On 04/15/2015 06:09 AM, Marcin Dulak wrote:
On Tue, Apr 14, 2015 at 10:51 PM, Jim Perrin <jperrin@centos.org mailto:jperrin@centos.org> wrote:
On 04/14/2015 03:17 PM, Marcin Dulak wrote: > Hi, > > i would like to add some more to the discussion started at > http://lists.centos.org/pipermail/centos-devel/2015-April/013163.html > > 1. > On the plot attached to http://bugs.centos.org/view.php?id=8447 > one can see that since the CentOS 7 release the number of unresolved > issues on bugs.centos.org <http://bugs.centos.org> has increased, > and the number is currently more than 50 unresolved issues per month. > Many issues do not obtain any attention (nothing in the notes). > This continues for several months, and is an unprecedented situation. How is it unprecedented?
it looks unprecedented to me on the plot. There has never been a time on bugs.centos.org http://bugs.centos.org with that many bugs left open per month for such a long period of time.
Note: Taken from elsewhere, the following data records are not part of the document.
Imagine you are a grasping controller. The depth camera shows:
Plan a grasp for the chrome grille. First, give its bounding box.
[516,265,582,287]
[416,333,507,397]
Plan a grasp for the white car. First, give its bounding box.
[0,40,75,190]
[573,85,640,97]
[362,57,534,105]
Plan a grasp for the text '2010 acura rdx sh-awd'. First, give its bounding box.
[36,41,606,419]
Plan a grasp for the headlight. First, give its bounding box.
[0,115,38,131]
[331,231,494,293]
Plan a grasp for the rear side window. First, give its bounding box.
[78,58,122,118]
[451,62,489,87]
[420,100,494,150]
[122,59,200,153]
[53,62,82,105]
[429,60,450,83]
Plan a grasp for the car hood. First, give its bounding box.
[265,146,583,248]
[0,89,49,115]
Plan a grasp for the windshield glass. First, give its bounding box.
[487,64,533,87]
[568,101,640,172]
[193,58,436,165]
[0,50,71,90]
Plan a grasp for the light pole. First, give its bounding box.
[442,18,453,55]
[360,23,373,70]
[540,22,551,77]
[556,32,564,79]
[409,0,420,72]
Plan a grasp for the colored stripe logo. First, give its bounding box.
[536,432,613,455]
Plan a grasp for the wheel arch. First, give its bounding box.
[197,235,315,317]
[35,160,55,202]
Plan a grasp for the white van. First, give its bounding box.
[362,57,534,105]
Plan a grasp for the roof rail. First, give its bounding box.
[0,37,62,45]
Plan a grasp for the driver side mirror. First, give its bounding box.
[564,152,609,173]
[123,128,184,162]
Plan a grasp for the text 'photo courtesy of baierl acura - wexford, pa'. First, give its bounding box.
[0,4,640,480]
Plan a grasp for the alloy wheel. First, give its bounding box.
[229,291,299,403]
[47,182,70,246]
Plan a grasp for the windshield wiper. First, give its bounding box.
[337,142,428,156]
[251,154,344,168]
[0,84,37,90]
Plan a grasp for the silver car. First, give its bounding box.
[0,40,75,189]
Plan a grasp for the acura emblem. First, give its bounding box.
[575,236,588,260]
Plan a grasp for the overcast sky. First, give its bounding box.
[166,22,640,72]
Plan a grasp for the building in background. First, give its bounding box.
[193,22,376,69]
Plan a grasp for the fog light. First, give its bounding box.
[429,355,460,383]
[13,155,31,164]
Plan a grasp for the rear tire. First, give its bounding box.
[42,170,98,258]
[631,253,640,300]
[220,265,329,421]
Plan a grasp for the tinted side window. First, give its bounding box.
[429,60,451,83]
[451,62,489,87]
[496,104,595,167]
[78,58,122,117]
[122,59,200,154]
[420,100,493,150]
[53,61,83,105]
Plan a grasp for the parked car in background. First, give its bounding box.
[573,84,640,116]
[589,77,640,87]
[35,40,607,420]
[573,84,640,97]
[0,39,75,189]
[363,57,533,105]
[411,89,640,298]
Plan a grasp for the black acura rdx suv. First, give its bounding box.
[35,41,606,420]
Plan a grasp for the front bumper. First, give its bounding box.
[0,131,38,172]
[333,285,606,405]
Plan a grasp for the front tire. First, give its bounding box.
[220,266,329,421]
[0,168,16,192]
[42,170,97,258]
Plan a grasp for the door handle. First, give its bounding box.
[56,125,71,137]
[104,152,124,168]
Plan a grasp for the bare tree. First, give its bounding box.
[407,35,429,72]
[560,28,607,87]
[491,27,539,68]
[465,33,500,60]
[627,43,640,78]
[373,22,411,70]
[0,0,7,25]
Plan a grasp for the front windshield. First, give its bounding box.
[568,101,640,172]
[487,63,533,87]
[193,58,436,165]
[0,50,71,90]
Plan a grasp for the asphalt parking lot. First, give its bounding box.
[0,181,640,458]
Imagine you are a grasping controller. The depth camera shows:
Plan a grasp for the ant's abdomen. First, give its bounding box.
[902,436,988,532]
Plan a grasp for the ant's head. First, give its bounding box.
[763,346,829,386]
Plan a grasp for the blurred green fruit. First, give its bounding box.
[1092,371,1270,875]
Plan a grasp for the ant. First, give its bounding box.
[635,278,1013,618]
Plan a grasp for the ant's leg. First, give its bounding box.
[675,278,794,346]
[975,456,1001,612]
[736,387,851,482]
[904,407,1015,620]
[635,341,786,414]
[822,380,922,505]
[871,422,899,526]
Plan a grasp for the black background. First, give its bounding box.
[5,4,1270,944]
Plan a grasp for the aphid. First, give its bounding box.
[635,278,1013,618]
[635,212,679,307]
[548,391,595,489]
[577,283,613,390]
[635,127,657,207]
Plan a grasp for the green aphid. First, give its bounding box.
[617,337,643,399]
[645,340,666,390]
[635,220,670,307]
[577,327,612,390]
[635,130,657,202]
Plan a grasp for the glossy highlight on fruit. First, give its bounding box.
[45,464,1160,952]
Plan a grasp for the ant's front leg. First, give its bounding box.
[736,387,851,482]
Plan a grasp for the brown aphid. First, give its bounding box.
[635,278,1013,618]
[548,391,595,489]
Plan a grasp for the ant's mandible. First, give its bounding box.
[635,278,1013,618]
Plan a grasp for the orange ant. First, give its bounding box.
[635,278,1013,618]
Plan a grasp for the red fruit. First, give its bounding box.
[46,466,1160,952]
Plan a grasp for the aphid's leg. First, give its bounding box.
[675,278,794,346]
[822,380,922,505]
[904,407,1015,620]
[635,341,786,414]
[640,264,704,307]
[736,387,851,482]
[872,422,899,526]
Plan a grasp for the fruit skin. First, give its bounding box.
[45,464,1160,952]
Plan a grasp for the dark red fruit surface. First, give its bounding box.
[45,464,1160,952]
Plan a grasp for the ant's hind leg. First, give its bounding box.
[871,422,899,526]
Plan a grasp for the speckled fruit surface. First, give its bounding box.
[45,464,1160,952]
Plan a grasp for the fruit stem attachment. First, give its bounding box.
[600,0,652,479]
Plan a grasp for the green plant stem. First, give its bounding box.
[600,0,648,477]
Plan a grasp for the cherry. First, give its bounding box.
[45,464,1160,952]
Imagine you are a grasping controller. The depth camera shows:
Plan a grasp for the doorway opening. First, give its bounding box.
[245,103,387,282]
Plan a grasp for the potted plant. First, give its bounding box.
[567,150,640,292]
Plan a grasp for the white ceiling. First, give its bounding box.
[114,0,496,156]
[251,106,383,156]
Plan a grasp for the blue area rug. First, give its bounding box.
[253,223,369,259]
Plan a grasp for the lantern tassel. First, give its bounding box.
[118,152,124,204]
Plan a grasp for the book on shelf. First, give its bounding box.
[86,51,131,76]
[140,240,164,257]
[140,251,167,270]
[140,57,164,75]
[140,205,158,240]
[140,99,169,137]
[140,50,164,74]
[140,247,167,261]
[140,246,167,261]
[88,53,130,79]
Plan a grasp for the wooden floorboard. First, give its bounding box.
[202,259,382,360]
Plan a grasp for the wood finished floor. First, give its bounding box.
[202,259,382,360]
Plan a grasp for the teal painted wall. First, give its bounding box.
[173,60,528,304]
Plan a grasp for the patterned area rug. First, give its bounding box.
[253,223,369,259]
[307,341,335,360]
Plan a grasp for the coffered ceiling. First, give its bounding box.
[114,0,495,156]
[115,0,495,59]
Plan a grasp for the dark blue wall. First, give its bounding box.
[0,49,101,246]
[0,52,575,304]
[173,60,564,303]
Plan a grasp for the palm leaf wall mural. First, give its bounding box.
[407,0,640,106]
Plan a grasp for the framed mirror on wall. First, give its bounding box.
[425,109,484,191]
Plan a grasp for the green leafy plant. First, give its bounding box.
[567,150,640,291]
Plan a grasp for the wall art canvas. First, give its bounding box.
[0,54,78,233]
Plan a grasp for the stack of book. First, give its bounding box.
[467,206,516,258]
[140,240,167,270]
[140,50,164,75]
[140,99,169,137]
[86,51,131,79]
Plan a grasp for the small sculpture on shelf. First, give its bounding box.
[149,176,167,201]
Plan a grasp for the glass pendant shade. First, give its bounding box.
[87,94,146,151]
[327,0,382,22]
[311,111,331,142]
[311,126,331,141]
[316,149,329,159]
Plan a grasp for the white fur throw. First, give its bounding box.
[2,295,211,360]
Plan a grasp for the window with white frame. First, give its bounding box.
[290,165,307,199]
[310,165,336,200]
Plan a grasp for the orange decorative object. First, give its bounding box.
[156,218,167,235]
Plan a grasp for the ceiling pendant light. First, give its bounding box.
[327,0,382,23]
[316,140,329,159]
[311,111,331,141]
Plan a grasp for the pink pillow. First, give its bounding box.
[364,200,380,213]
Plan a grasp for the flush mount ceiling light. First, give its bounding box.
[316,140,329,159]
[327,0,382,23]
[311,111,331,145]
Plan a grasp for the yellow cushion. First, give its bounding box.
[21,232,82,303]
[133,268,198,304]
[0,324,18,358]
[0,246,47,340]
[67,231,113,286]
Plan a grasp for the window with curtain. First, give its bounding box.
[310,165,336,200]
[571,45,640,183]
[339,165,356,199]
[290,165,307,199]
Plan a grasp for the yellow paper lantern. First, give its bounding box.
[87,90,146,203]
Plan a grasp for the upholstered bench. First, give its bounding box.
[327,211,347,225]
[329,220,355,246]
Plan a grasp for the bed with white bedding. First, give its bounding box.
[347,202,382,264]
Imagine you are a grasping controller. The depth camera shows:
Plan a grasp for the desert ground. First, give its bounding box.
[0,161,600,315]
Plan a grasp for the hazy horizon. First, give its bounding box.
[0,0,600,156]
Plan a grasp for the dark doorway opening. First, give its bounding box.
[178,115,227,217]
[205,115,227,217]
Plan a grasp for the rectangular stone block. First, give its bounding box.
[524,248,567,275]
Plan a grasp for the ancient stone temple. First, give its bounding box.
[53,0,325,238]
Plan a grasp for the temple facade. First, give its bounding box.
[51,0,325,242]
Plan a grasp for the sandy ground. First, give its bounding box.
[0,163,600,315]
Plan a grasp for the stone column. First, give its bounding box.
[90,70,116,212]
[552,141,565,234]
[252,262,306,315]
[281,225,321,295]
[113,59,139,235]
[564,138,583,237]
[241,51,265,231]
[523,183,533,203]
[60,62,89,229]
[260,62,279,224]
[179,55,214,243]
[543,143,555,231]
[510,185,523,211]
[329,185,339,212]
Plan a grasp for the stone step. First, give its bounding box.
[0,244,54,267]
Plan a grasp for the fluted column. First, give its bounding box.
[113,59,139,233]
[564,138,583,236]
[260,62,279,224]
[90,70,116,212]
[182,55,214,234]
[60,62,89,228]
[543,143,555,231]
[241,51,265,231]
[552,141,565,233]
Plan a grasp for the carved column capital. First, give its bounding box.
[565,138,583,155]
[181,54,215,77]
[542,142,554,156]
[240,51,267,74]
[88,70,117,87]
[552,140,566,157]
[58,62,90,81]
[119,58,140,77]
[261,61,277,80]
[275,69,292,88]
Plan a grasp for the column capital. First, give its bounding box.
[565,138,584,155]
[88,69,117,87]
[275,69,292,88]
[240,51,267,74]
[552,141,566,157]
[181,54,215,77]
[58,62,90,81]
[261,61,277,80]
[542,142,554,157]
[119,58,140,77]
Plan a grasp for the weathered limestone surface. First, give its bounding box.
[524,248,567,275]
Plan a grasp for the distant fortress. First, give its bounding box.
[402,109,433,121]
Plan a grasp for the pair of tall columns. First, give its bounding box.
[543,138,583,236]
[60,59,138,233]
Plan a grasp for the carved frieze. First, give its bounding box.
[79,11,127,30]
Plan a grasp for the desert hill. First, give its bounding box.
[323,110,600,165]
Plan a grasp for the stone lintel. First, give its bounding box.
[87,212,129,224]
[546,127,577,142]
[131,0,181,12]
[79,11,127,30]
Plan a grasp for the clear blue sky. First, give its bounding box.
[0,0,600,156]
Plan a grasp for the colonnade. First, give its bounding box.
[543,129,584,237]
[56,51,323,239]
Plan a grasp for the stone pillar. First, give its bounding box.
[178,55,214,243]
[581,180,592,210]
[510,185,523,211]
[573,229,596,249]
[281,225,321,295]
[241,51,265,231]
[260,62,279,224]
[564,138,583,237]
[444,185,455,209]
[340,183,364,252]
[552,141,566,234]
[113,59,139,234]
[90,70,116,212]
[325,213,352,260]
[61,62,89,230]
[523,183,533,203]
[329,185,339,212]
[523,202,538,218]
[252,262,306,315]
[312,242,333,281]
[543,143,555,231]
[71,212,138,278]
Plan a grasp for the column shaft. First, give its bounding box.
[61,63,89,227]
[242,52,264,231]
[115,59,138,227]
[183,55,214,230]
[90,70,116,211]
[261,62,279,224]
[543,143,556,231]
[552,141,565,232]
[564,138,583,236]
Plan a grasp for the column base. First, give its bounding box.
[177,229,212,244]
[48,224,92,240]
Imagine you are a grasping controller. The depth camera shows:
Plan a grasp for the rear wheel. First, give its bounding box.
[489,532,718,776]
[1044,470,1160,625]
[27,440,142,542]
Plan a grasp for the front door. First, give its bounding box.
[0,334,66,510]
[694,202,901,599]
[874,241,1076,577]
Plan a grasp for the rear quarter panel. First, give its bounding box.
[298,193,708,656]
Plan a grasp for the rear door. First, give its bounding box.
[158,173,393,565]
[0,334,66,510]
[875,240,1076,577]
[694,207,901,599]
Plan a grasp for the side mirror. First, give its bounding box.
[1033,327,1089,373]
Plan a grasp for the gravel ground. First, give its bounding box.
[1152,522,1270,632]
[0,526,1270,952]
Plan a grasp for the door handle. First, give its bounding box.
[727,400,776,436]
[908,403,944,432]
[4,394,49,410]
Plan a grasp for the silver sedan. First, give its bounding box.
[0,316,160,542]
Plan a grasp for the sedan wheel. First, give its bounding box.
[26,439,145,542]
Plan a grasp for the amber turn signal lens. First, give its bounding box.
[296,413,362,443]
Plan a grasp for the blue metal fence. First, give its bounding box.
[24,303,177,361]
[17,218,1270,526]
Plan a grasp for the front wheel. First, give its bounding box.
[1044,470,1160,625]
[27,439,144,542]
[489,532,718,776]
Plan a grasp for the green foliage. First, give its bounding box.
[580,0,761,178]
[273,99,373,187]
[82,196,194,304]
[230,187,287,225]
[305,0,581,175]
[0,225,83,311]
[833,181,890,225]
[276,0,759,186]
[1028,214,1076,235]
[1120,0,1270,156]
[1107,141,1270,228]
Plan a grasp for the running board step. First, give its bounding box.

You do net seem to understand .. CentOS does NOT fix or close technical bugs that exist in both RHEL and CentOS. We only fix bugs that we create in the few packages we modify that are not in RHEL source code, if we introduce them.
CentOS rebuilds RHEL source code .. if there is a bug in the RHEL source code, CentOS fixes it when it is fixed in the RHEL source code and released.
Bugs.centos.org is a tool for the community to help each other fix, then report to Red Hat (if it is a bug in RHEL code). It is NOT a place to get support for CentOS.
CentOS does not now, nor have we ever provides support via bugs.centos.org. If there is a bug that effects you .. fix it and report what you did to fix it. Any and all support (if you want to use that term) for CentOS does now, and always has, come from the community.